Попросив отца диакона обождать, я один вошел в спальню, где Николай Павлович сидел, одетый, в кресле за столом посреди комнаты. Его мертвенно-бледное, безжизненное лицо и ввалившиеся глаза поселили во мне твердое убеждение, что передо мной умирающий. По всем вероятиям, темнота страшила его, и потому на столе горели два канделябра по пяти свечей; из большой вазы со льдом торчала бутылка шампанского и под рукой стоял полуотпитый бокал с вином.
– Что же это такое? Вы обращаетесь за помощью к церкви, я прихожу со Святыми Дарами, чтобы спасти вас в смертный час, а вы тут шампанское распиваете? – неодобрительно сказал я.
– Это, батюшка, чтобы придать себе сил немножко и мужества; чтобы заглушить гнетущую меня тоску, – тихим голосом ответил он, пугливо оглядываясь. Потом он неожиданно схватил мои руки и крепко сжал их. – Не оставляйте меня, отец Тимон, – умоляюще сказал он. – Я чувствую, что конец близок и меня некому защитить от грозного властелина, которого я сам избрал себе… – и он грустно поник головой. – Но вы служитель Того, чье Имя я не смею даже произнести. Ведь под ваш же кров неудержимо привела меня судьба, когда я только что сюда прибыл… Может быть, вы будете мне якорем спасения, моим единственным защитником и вырвете мою душу…

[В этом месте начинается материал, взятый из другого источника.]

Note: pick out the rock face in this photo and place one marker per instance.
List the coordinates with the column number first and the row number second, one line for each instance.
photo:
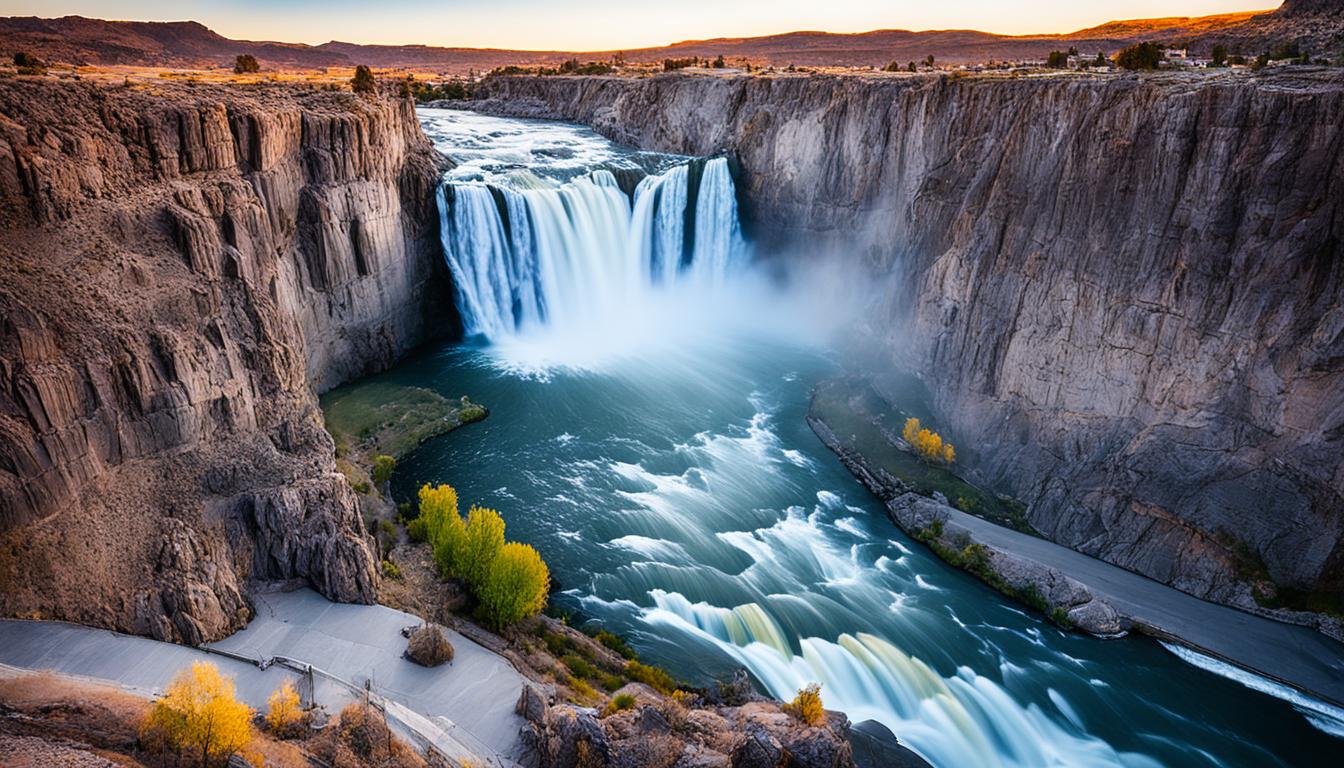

Николай Павлович волновался и замолчал, с трудом дыша, но потом продолжал:
– Только хватит ли у вас, батюшка, силы и мужества выдержать страшную борьбу с адом? Ужасны преступления мои, и силы зла не захотят выпустить меня…
Мне стало жутко… Но мог ли я, служитель Бога, отказать в помощи несчастному, кающемуся грешнику? Я ответил поэтому, что сделаю все от меня зависящее, употреблю все силы, дарованные мне церковью и моей непоколебимой верой, чтобы спасти его от погибели, и приступил к исповеди.
Николай Павлович преклонил колени и тихо, но ясно стал каяться.
Боже упаси каждого выслушивать подобное сплетение всяких мерзостей, кощунств и богохульств. Меня пробирала холодная дрожь…
Тут я заметил, однако, что всякий раз, как я осенял себя, невольно почти, крестным знамением, по стенам пробегал словно треск, порывы ледяного, смрадного воздуха проносились по комнате, а Николай Павлович вздрагивал, будто под ударом бича. Страшные признания подходили уже к концу, и я взял крест, как пробила полночь.
Но не успел я прочесть отпущение, как раздался пронзительный свист; черный шар вылетел из камина и завертелся между мной и Николаем Павловичем, треща и меча снопы искр. Раздался громкий взрыв и шар лопнул, а из него спиралью повалил черный дым. Я, немой от ужаса, увидел, что из клубов дыма вынырнул черный человек с парой рогов на всклокоченной голове и с такими дьявольски злыми глазами, что о сию пору не могу вспоминать про них без дрожи. Я оцепенел, а вошедший диакон словно обезумел; у него волосы встали дыбом и он невольно поднял в руках Евангелие, ограждая им себя, как щитом. Дьявольское отродье подняло с угрозой свою мохнатую с длинными, крючковатыми пальцами руку, и я отчетливо услышал:
– Не охраняй тебя то, что у тебя – на груди, твой последний час пробил бы. – А ты, изменник, презренный отступник, – обратился он к Николаю Павловичу, – ты поплатишься за свое вероломство!
Он бросился на упавшего на пол Изотова, и мне показалось, что вокруг закопошились разные безобразные гады, которые ползали, летали и цеплялись за него. Я еще видел, как диакон упал без чувств, а затем, уже в паническом ужасе, кинулся вон из комнаты и, добежав до прихожей, где Фома с Марфой забились от страха в угол, сам лишился сознания…
Священник умолк, охваченный тяжелыми воспоминаниями, и забыл как будто про окружающее. Под впечатлением описанного слушатели тоже молчали; но Надя, с любопытством и трепетом следившая за рассказом, не выдержала долго томительного молчания и, спустя некоторое время, тронула священника за руку.